Computer Sciences Department logo

CS 368-1 (2011 Summer) — Day 8 Homework

Due Monday, July 25, at the start of class.

Description

Practice writing regular expressions.

Details

You are not writing a script this time! Instead, I provide the script (same one we used in class):

#!/usr/bin/perl
use strict;
use warnings;

open(INPUT, '<', $ARGV[0])
    or die "Could not open file: $!\n";

while (<INPUT>) {
    print if /cat/;
}

close INPUT;

Your assignment is to write regular expressions for the following patterns. Use the script to test your expressions. To help with testing, here are the two data files that I used in class:

For some of the patterns, you may wish to create your own input file(s). That is fine.

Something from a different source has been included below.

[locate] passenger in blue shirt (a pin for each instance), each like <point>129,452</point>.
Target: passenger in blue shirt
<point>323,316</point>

Most of the patterns below are narrowed defined, but some permit more freedom of interpretation. If you think a pattern is not clear, your answer must include a description of how you interpreted it; include example matches and non-matches to support your interpretation. If your pattern does not match my interpretation, or a fairly obvious other one, it will not count.

Patterns

You must get at least 7 of the 10 patterns below correct in order to get full credit for the assignment. Give yourself time, and be sure to check both matches and possible non-matches!

Think carefully about whether letter case matters in each pattern!

Some patterns are prefixed with “[words]” to indicate that the pattern should work on the words data file, and some are prefixed with “[Henry]” to indicate that the pattern should work on the King Henry V data file. Other patterns are for other data.

  1. [words] I am trying to solve a crossword puzzle clue; it contains exactly five letters, the first letter is “A” and the middle (3rd) letter is “P”. What are the possible words that could go there?
  2. [words] Find all single words, of any length, that contain exactly one vowel letter (a, e, i, o, u).
  3. [words] Match the word “hello” and nothing else.
  4. [words] Find all words that begin with the letter “o” and end with the letter “n”; case do NOT matter.
  5. [words] Find all words that contain “time”.
  6. [Henry] Find the first line of each part spoken by the Chorus. Look at the text carefully to figure out how to identify such lines.
  7. [Henry] Find every line where “France” is the last word of a sentence; sentences end with “.” in this text.
  8. [Henry] I am looking for the famous line from this play, but all I can remember is that it contains the words “band” and “brothers”. Please help me find that line!
  9. Search through a Perl script (use one of your own) and print out all lines that are comments. If a line contains real code and then a comment, do not print it — just whole lines that are a comment and nothing else. Hint: Do not forget about indented lines.
  10. Match valid 10-digit North American Numbering Plan telephone numbers. [You knew this was coming, didn’t you?] Do the best you can, and clearly state your assumptions.

Reminders

Do the work yourself, consulting reasonable reference materials as needed; any reference material that gives you a complete or nearly complete solution to this problem or a similar one is not OK to use. Asking the instructors for help is OK, asking other students for help is not.

Hand In

A printout of your regular expressions, clearly labeled, on a single sheet of paper. Provide any necessary qualifications for your expressions, including example matches and non-matches. Be sure to put your own name in the initial comment block of the code. Identifying your work is important, or you may not receive appropriate credit.